Frequently asked questions (FAQs)
Please find the answers to some of the most frequently asked questions we have encountered. For any other question or comment, no matter how big or small, please contact us; we'd be happy to connect with you.
- What is video conferencing?
- What is a live webcast?
- Webcasting vs Web Video Conferencing. What's the difference?
- Webcast vs. Webinar. What's the difference?
- Why can't I just use YouTube (or its equivalents) for sharing my message?
- What's an encoder and why does it matter?
- Why does the quality of the servers and encoders impact the quality of streaming?
- Do participants need to install anything in advance?
- Do participants need access to both the internet and a telephone?
- What formats do you support for webcasting?
- What if I am already working with another technology company?
- What if I am a Technology or A/V company?
- Who owns the Project Management for the Webcast event?
- How far in advance do I need to plan for a Webcast?

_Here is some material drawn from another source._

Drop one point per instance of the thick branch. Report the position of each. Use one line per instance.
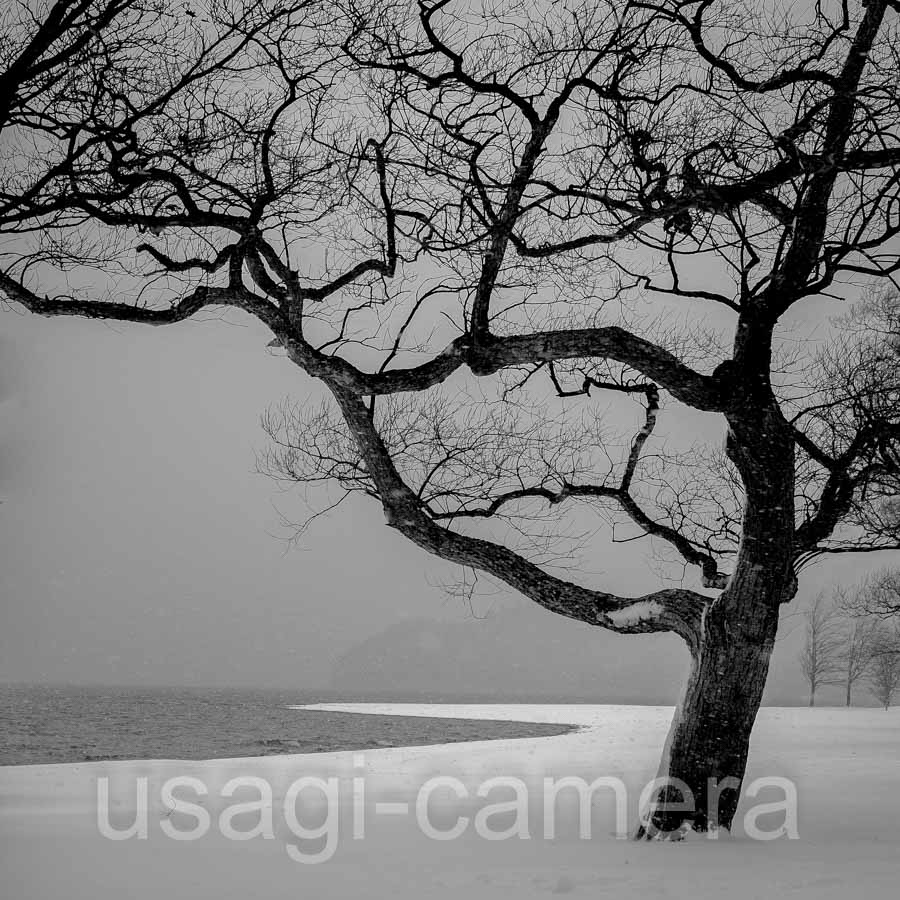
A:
(678, 611)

Video conferencing can be easily described as a telephone conversation that allows you to be face-to-face with one another. The nature of videoconferencing is that it takes place during real-time. For the most part, web conferences take place across the Internet, from PC to PC. This is what is referred to as desktop video conferencing. There is a wide range of hardware and software components that you will need including video/web cameras, microphones, speakers and codecs (to compress the transmitted/received signals). Multipoint conferencing allows three or more participants to sit in a virtual conference room and communicate as if they were sitting right next to each other.

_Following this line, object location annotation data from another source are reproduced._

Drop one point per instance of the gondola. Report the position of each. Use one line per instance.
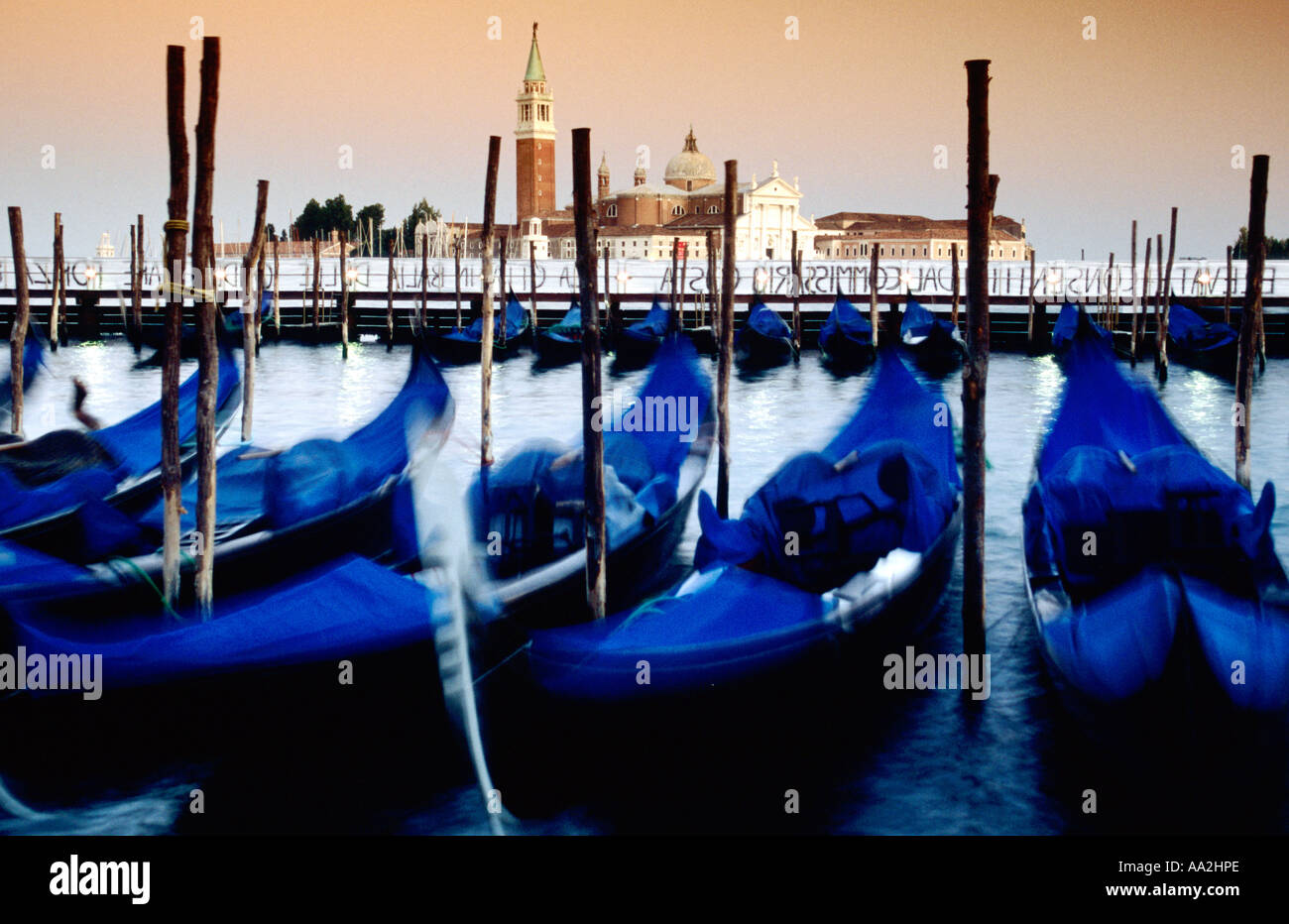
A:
(51, 486)
(462, 347)
(1068, 325)
(1151, 575)
(561, 343)
(527, 512)
(846, 336)
(876, 515)
(33, 361)
(935, 343)
(764, 339)
(637, 343)
(278, 513)
(1210, 346)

A Live webcast means taking the media and broadcasting it in real time over the Internet. Live media streams are generally provided by a means called true streaming. True streaming sends the information straight to the computer or device without saving the file to a hard disk. Learn more about live webcasting and how to stream.

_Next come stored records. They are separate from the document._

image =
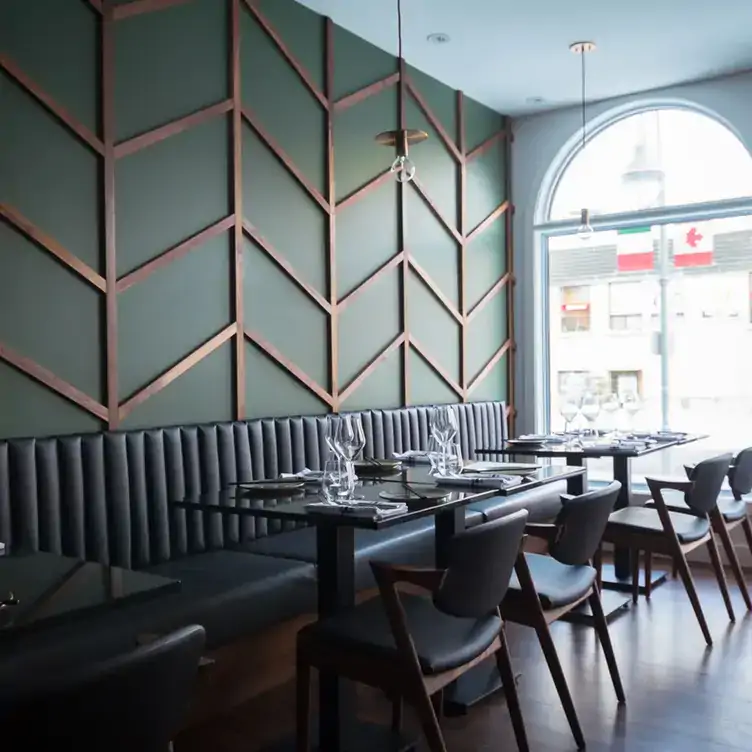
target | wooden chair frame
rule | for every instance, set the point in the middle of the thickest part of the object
(404, 678)
(528, 611)
(666, 542)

Webcasting is essentially broadcasting over the internet and is traditionally used for deploying messages from one source to many simultaneous participants.
On the other hand, Web Conferencing is traditionally used as a source to communicate between 'many-to-many participants'. However, with Web Conferencing, interaction is usually between smaller groups (e.g. think of a business meeting of 6, 12, 24 people) vs. with Webcasting, you can broadcast your message to 50, 500, 50,000 people, or more.
A "webcast" refers to information dispersed to a large audience via the Internet. It might be just a simple audio stream, or it might include visual aids, such as presentation slides, recorded video clips, or live software demonstrations.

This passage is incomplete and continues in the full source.